Google uses a technique known as “parallel processing” to allow them to run several different computations at one time, to speed up the data processing needed to appropriately run the search engine. This is done by using a network of several thousand low-cost computers. Google’s search engine consists of three main parts:
- GoogleBot: The web crawler
- Indexer: sorts every word on a page, and stores the results in a database.
- Query Processor: looks at your search string, compares to the results stored by the indexer, retrieves, and presents the list of most relevant results.
Now, let’s move on to take a closer look at each one of these three parts.
GoogleBot: Google’s Web Crawler
GoogleBot is the automated computer bot that crawls the internet to gather information and web pages for the index. By crawling the internet, we mean that it sends requests to all the servers hosting web sites, downloads copies of them, and then sends them off to the Indexer for processing. It works much faster than your internet browser, capable of sending thousands of these requests at one time. If you want to check out how GoogleBot sees your web site, take a look at this: Through the Eyes of the Google Bot.
GoogleBot adds pages through one of two ways:
- Crawling the web
- the Google addURL page (Try not to use this. Google will find you. Submitting with this method will likely cause Google to think you are spamming them, which is not a good thing!)
When it finds a web site it strips the links and keeps them in line for further crawling. Because of the depths that the GoogleBot can go to, many of these pages are only crawled once a month. More popular web sites get crawled more often as to keep the catalog and index current with site updates.
The information from GoogleBot then gets passed on to Indexer. Indexer looks at every word on every page, and catalogs it in a database. Indexer takes a look at all the text sent over from GoogleBot and sorts it aphabetically for each search term. The index stores a list of documents where the term appears, along with the location in the text where the term appears. This allows Google to provide quick access to any document with a user search string.
The indexer skips common words such as “and”, “the” and certain single letter and number combinations to allow improved performance for Google. These words do little to actually narrow down the search, so this is why they can safely be taken out of the search query.

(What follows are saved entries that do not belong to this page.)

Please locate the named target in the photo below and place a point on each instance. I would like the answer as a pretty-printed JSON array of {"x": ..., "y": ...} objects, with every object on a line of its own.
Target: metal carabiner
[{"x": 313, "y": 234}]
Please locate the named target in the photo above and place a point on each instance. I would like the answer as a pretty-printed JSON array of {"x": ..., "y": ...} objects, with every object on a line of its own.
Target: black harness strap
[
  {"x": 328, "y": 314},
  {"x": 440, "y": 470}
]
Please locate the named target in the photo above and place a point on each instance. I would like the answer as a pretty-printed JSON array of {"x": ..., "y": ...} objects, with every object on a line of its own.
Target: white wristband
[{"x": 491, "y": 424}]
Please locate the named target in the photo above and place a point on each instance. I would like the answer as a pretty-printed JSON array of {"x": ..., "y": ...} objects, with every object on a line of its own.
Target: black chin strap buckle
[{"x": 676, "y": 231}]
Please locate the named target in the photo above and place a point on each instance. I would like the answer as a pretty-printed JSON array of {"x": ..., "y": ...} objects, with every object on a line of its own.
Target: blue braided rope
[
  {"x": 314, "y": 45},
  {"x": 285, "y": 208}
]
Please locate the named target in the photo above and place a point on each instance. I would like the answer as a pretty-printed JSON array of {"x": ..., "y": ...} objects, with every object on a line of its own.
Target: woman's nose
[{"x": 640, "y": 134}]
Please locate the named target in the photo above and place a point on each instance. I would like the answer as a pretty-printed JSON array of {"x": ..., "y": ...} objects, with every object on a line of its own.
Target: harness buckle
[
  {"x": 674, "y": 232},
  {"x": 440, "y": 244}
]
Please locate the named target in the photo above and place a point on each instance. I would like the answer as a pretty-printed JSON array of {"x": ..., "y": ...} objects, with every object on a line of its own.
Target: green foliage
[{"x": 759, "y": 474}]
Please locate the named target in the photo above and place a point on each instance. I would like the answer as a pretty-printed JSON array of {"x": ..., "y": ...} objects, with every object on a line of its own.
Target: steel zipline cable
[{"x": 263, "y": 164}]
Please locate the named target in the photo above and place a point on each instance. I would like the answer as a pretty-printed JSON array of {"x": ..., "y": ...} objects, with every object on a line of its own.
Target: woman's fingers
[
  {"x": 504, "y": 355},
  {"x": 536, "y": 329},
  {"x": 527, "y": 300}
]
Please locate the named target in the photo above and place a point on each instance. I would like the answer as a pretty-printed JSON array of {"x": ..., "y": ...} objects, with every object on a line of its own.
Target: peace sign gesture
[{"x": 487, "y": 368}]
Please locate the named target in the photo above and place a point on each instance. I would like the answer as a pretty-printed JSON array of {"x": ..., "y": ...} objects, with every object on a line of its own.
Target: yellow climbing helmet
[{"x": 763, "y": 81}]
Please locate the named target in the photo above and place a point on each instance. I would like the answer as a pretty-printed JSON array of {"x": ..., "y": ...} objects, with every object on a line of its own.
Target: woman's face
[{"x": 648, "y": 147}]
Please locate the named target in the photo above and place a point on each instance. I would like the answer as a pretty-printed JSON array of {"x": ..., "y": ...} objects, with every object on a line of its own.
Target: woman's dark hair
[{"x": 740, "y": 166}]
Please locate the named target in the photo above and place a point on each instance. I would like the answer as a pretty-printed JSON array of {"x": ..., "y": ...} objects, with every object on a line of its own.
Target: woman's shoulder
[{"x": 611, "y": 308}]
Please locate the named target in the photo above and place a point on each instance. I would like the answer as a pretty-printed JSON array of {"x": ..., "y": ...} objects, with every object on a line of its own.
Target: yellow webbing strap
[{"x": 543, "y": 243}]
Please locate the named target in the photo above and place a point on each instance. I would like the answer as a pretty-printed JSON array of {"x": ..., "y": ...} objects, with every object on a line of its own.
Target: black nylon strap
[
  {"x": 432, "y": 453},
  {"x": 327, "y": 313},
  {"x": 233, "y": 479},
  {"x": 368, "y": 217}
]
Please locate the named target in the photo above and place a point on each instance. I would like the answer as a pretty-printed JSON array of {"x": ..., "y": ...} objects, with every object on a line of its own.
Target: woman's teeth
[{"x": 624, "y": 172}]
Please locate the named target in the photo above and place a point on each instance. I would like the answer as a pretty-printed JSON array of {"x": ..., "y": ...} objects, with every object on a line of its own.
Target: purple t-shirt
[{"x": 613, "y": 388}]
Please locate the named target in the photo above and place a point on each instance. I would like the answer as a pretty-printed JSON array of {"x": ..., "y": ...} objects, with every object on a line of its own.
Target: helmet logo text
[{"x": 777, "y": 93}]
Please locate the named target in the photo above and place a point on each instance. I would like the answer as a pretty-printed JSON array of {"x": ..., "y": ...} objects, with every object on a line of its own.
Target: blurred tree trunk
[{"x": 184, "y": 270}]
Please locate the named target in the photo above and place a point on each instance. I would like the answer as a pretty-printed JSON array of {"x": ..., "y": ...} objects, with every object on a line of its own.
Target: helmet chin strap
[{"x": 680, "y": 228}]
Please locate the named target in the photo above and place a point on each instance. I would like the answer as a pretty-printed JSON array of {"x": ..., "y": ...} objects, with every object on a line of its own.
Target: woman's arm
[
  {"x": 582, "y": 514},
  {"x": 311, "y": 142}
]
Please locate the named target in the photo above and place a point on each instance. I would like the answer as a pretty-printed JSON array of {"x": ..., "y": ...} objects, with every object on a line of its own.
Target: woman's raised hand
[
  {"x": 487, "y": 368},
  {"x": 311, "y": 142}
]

The information stored into the database by Indexer, is then called upon by the Query Processor when you enter your search string in Google. Using what Indexer provides it with, the Query Proccesor then displays your results. The Query Processor is made up of different parts to assist you in finding the best results for your search string.

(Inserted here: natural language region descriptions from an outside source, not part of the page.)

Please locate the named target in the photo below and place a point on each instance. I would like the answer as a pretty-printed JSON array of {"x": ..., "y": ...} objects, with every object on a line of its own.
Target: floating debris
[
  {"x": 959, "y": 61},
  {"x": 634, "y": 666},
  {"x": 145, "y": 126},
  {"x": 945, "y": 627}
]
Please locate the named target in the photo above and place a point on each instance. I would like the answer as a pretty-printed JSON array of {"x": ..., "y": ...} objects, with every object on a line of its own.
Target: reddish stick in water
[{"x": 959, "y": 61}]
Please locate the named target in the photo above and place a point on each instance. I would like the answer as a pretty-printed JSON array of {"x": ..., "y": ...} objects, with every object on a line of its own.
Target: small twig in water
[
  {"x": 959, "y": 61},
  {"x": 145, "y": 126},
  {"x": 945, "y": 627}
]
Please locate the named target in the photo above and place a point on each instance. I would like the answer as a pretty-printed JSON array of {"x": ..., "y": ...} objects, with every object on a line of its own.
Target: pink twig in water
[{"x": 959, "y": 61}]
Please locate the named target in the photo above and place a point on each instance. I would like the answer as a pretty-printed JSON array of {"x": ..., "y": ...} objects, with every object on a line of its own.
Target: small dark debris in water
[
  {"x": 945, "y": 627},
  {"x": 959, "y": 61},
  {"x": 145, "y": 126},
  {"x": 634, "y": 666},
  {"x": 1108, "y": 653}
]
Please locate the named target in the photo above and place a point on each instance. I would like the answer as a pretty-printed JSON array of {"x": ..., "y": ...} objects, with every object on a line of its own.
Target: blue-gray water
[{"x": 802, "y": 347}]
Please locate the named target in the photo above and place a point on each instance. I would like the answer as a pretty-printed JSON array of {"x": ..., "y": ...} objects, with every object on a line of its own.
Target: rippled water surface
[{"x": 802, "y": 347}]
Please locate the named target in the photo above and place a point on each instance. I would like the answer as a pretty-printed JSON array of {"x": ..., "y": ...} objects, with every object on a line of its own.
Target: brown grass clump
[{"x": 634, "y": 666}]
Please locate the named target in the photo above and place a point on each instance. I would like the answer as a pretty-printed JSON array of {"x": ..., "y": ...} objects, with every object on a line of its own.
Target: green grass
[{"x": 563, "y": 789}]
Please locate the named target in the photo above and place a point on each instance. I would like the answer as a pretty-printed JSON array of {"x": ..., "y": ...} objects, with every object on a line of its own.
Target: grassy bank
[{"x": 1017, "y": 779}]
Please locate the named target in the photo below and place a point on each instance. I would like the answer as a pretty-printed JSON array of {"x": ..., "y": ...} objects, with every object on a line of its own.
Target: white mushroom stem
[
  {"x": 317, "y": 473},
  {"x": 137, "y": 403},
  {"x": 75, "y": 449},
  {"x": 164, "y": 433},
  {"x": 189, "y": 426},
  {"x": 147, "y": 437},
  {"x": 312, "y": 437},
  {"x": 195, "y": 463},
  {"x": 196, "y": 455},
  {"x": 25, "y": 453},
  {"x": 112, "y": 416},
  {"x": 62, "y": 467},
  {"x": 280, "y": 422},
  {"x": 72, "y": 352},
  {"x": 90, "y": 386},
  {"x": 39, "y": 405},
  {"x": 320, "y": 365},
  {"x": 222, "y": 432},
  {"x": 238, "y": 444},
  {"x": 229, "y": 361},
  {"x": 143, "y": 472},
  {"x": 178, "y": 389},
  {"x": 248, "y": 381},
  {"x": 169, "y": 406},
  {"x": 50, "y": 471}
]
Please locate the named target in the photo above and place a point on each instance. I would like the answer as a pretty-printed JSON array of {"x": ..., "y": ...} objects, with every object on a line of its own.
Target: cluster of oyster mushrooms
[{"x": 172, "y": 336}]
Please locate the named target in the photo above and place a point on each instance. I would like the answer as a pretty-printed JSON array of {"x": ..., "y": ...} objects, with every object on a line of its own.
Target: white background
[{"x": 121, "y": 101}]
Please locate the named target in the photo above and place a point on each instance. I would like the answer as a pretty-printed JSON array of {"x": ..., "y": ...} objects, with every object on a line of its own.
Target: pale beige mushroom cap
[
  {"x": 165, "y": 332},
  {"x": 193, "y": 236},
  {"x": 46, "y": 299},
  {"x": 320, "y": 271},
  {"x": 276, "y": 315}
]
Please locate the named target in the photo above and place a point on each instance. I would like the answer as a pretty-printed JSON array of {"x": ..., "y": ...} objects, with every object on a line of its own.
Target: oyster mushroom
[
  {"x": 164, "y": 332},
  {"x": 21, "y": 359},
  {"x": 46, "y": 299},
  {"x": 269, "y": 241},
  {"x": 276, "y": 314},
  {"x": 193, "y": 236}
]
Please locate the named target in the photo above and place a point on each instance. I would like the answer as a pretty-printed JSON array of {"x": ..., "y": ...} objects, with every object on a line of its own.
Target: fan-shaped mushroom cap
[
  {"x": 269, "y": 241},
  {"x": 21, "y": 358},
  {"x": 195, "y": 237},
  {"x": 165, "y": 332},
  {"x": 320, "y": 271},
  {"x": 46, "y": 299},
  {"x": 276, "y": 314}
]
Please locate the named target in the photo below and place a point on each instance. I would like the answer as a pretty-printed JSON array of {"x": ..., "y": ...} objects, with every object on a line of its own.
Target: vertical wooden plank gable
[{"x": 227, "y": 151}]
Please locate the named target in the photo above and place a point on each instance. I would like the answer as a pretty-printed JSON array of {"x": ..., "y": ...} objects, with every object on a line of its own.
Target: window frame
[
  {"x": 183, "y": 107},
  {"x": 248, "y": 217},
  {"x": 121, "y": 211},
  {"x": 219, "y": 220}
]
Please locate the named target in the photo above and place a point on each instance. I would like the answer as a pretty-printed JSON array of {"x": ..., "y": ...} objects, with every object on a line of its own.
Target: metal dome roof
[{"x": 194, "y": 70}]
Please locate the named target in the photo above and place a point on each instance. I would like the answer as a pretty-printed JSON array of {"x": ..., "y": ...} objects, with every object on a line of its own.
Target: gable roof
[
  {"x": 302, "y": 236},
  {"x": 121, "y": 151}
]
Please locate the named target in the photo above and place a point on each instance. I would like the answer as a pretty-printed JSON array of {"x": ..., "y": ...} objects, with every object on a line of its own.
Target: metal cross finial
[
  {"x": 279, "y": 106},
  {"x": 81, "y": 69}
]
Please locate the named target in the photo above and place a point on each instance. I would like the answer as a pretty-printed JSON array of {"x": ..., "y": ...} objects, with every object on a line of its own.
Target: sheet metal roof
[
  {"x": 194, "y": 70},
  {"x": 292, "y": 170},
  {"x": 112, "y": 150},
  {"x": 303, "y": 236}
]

There is of course the user interface where you enter the search string you want. Then, there’s the “engine” that searches through the results to provide you with the ones that they think you will find useful, and naturally, the results formatter that presents you with the results in a user-friendly manner.
The Page Rank Metric (detailed in part two of this series) is actually in the process of being patented by Google, so there will be secrets, but we do know that several things go into the calculation of which pages show up where on the results page.
The results formatter handles things like spelling errors, and is constantly tweaked to improve efficiency and performance.
How Google Works
Key Things to Remember
To quickly summarize:
- More frequent updates mean that your site will get crawled more often.
- Content is king! Keep it geared toward those keywords!
- Changes are made frequently on Google’s end to make sure they can continue to fight internet spam.